For foreign auto makers, the review panels have become a battleground over electric-vehicle technology. New vehicles must get government approval before mass production, undergoing a mandatory technology audit that usually lasts several days, foreign makers say.
An audit this year convinced an employee at one foreign auto maker there was “clear evidence of collusion” between the audit team and Chinese auto makers. When the audit began, the person says, inspectors asked for only the blueprints of the electric-vehicle components the foreign company was striving to protect from its Chinese joint-venture partner.

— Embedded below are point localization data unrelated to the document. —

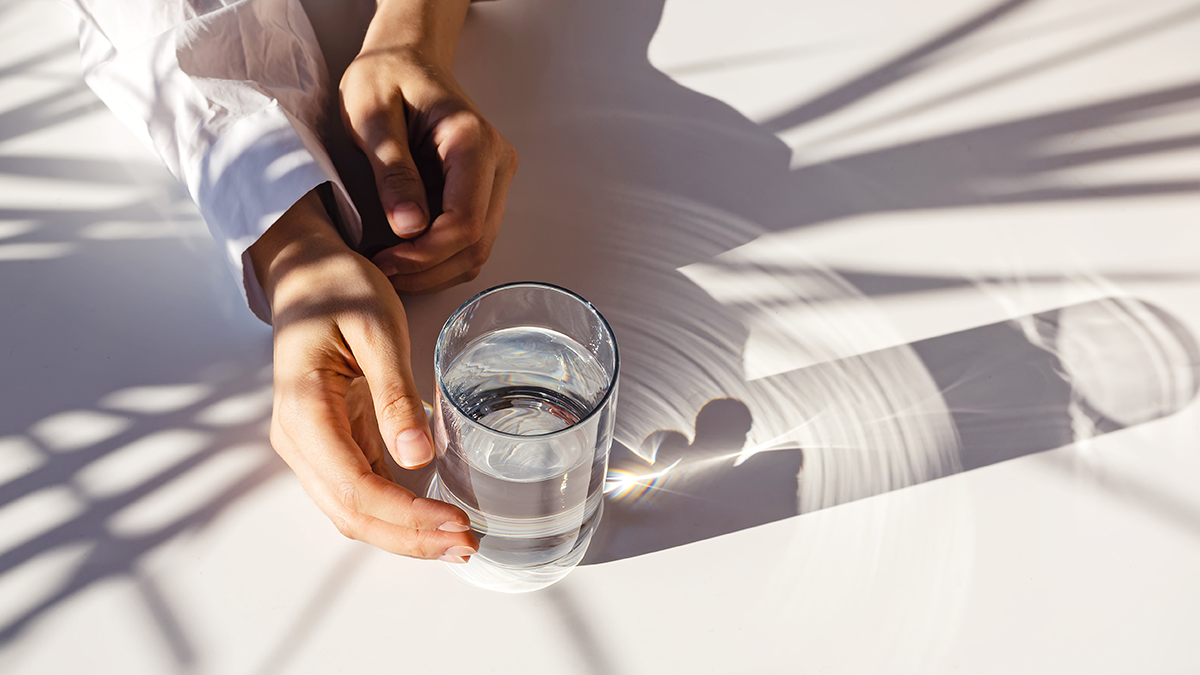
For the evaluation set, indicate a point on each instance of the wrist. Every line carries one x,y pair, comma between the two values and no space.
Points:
301,236
426,30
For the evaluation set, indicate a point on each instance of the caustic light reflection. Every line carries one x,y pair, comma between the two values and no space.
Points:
898,417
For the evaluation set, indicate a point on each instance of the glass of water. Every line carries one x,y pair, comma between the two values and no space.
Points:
526,400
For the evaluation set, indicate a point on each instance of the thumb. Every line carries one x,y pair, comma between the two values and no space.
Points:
384,138
383,357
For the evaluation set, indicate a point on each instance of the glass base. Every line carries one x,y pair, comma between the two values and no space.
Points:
507,579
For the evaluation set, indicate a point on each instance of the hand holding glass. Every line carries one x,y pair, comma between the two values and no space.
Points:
526,398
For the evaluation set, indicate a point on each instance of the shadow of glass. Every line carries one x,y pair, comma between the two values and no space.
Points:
627,179
993,394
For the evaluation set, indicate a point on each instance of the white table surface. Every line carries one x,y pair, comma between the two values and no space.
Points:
828,223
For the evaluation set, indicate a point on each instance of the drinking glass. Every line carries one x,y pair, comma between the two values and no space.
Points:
522,423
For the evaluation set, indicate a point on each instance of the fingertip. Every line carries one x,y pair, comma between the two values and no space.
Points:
408,220
413,448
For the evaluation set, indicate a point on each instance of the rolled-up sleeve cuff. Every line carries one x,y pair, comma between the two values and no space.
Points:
253,173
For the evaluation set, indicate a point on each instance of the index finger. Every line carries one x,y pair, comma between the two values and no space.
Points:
319,448
469,165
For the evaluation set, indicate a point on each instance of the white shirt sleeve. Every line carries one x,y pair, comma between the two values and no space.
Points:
229,94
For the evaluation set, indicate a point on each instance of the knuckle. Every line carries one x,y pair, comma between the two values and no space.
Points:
399,178
347,515
346,525
477,256
400,406
509,159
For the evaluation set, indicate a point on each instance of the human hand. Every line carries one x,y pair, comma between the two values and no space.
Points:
405,109
345,392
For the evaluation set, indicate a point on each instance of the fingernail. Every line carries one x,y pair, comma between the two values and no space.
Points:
413,447
408,219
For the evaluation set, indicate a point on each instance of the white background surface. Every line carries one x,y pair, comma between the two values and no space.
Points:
753,192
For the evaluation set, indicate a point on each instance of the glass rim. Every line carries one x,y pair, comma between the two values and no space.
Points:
610,387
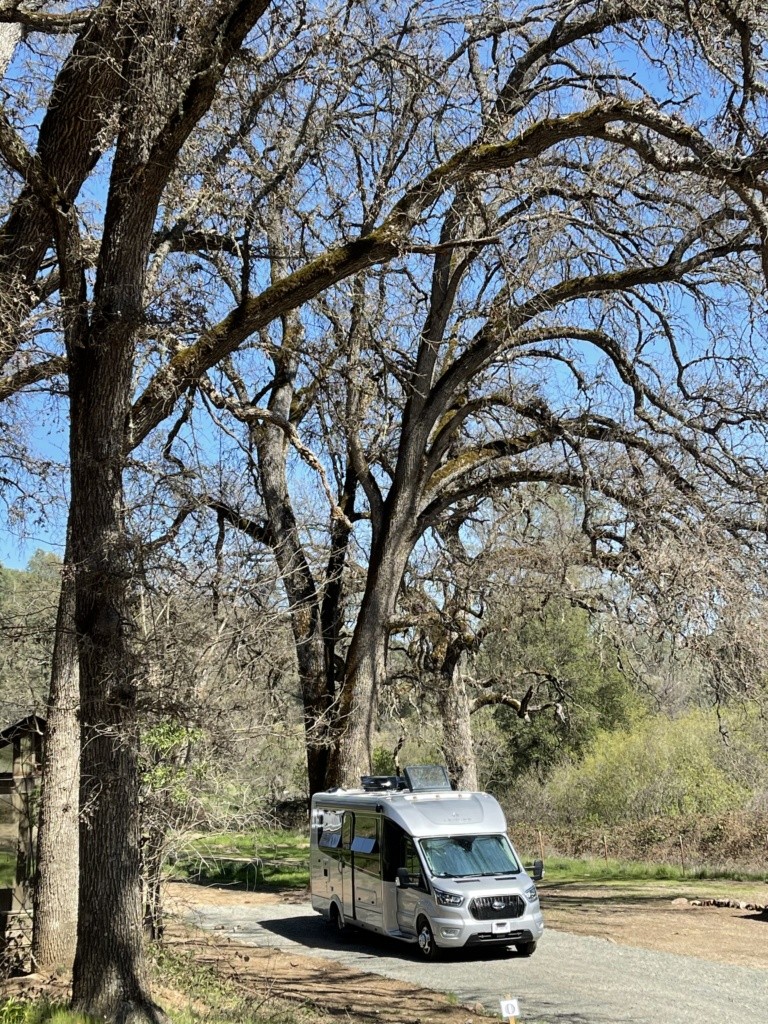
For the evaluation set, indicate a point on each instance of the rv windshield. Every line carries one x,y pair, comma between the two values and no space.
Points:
461,856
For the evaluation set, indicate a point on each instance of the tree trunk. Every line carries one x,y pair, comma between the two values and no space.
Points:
367,659
54,928
109,977
296,574
10,36
458,749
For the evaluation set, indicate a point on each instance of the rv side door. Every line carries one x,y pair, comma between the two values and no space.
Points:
409,898
345,865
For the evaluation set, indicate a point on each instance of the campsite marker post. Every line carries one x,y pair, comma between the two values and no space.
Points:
510,1009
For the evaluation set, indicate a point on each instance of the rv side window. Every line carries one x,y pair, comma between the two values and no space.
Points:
366,845
329,828
399,851
412,862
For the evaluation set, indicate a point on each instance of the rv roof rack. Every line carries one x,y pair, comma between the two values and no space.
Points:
372,782
417,778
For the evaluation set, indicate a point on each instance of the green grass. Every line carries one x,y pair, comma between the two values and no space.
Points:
566,869
40,1012
7,870
262,859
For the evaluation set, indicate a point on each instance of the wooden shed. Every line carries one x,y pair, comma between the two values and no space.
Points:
22,744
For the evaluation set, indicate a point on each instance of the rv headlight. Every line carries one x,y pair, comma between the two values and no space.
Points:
448,899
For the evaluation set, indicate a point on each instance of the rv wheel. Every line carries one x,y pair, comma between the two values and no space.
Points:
337,921
427,946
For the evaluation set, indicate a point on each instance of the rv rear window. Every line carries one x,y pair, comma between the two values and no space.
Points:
363,844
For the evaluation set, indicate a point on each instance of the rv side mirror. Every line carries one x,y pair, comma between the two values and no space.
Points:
402,880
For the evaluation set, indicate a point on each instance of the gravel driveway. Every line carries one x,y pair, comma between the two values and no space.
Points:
569,980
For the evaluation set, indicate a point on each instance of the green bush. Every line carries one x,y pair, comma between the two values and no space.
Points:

“Somehow they knew exactly the areas to look at,” the person says. “There wasn’t a single question about any of the other very complex systems on the vehicle.”
The DuPont raid
DuPont also shared information with its Chinese partner, Zhangjiagang Glory, when it licensed the Chinese firm in 2006 to produce and distribute Sorona, the textile polymers made from corn. Within DuPont, the Glory deal was called a “tolling” partnership—a relationship that serves as a kind of toll to enter the market. DuPont trained Glory to set up a factory to produce Sorona polymers and to spin them into fibers.
Around 2013, say the people familiar with the case, DuPont didn’t renew Glory’s license amid suspicions the Chinese firm was ripping off its intellectual property to sell products similar to Sorona, which has grown to a $70 million business in China. DuPont filed two arbitration cases in China, alleging patent infringement, with hearings stretching through 2017.
Around that time, officials with the National Development and Reform Commission’s antitrust division in Beijing took an interest in the matter and started holding meetings with DuPont. The commission showed little interest in DuPont’s planned merger with Dow Chemical Co., completed late last year, even though it launched an antitrust investigation into the combined entity in December.
Rather, investigators focused on the DuPont-Glory standoff, say the people briefed on the case. During three days of meetings in December, DuPont became worried about a raid on its office. It planned an employee-training session on how to deal with one, but the investigators showed up first.
An investigator told DuPont officials they were looking at antitrust behavior, specifically their unwillingness to license technology to Chinese firms and their pursuit of the Glory case, say these people. DuPont officials, they say, now fear that even dropping the case won’t be sufficient to satisfy Beijing, which may want a hostage in the trade fight with Washington.
Trump-administration officials see cases like this as evidence of China’s economic aggression. “The combination of naiveté and hubris on the part of U.S. companies seeking to enter the Chinese market, coupled with a sophisticated Chinese effort to extract technology has been a lethal combination,” says White House trade adviser Peter Navarro, a China hawk.
During August trade talks, U.S. negotiators pressed Beijing about coerced technology transfer. They cited memory-chip maker Micron Technology Inc., which filed a lawsuit in U.S. District Court in California in December alleging technology theft by Fujian Jinhua Integrated Circuit Co. Jinhua sued Micron in January in a court in Fujian province—whose government partly controls Jinhua—and won a temporary order blocking some Micron subsidiaries from selling products in China that each company claims patents to.
Jinhua declined to comment. In a July statement, it said Micron has “recklessly” infringed on its patents. Micron says it intends “to vigorously protect our intellectual property and business interests through all available means.”
Chinese negotiator Commerce Vice Minister Wang Shouwen dismissed the concerns in August trade talks, say officials familiar with the talks. Micron and Jinhua “are like brothers,” Mr. Wang said, according to the officials, “and brothers fight.”